Use the following best practices to properly manage connections between AWS Lambda and Atlas:

  • Define the client to the MongoDB server outside the AWS Lambda handler function.

    Don't define a new MongoClient object each time you invoke your function. Doing so causes the driver to create a new database connection with each function call. This can be expensive and can result in your application exceeding database connection limits. As an alternative, do the following:

    1. Create the MongoClient object once.

    2. Store the object so your function can reuse the MongoClient across function invocations.

    The Connection Example reuses existing database connections to speed up communication with the database and keep connection counts to the database at a reasonable level with respect to application traffic.

  • Restrict network access to your Atlas cluster.

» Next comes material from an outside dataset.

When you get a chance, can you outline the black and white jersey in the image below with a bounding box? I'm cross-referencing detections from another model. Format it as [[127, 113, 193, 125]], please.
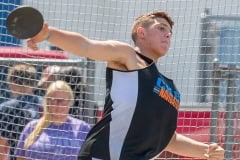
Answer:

    Connect to your Atlas cluster over private networking using a Network Peering connection between your Atlas cluster and your AWS Lambda function, or, alternatively, a private endpoint, so that you can allow only private IP addresses to your IP access list.

    If private networking is not an option, consider connecting to your Atlas cluster via a NAT gateway with a mapped Elastic IP address. Otherwise, you must allow all IP addresses (0.0.0.0/0) to access your service cluster.

    Warning

    Adding 0.0.0.0/0 to your IP access list allows cluster access from anywhere in the public internet. Ensure that you're using strong credentials for all database users when allowing access from anywhere.

  • Set Up Unified AWS Access and use AWS IAM authentication where possible.

    You can connect to your Atlas clusters using AWS IAM roles instead of hardcoding your credentials in Lambda. Hardcoded credentials are viewable by anyone who accesses your AWS Lambda environment, which can pose a security risk. With AWS IAM authentication, Atlas accesses AWS Lambda through an assumed IAM role, so you don't need credentials in your connection strings.

    Atlas supports AWS IAM authentication for clusters running MongoDB version 4.4 or higher. We strongly advise using AWS IAM authentication for Lambda connections if your cluster meets the requirements.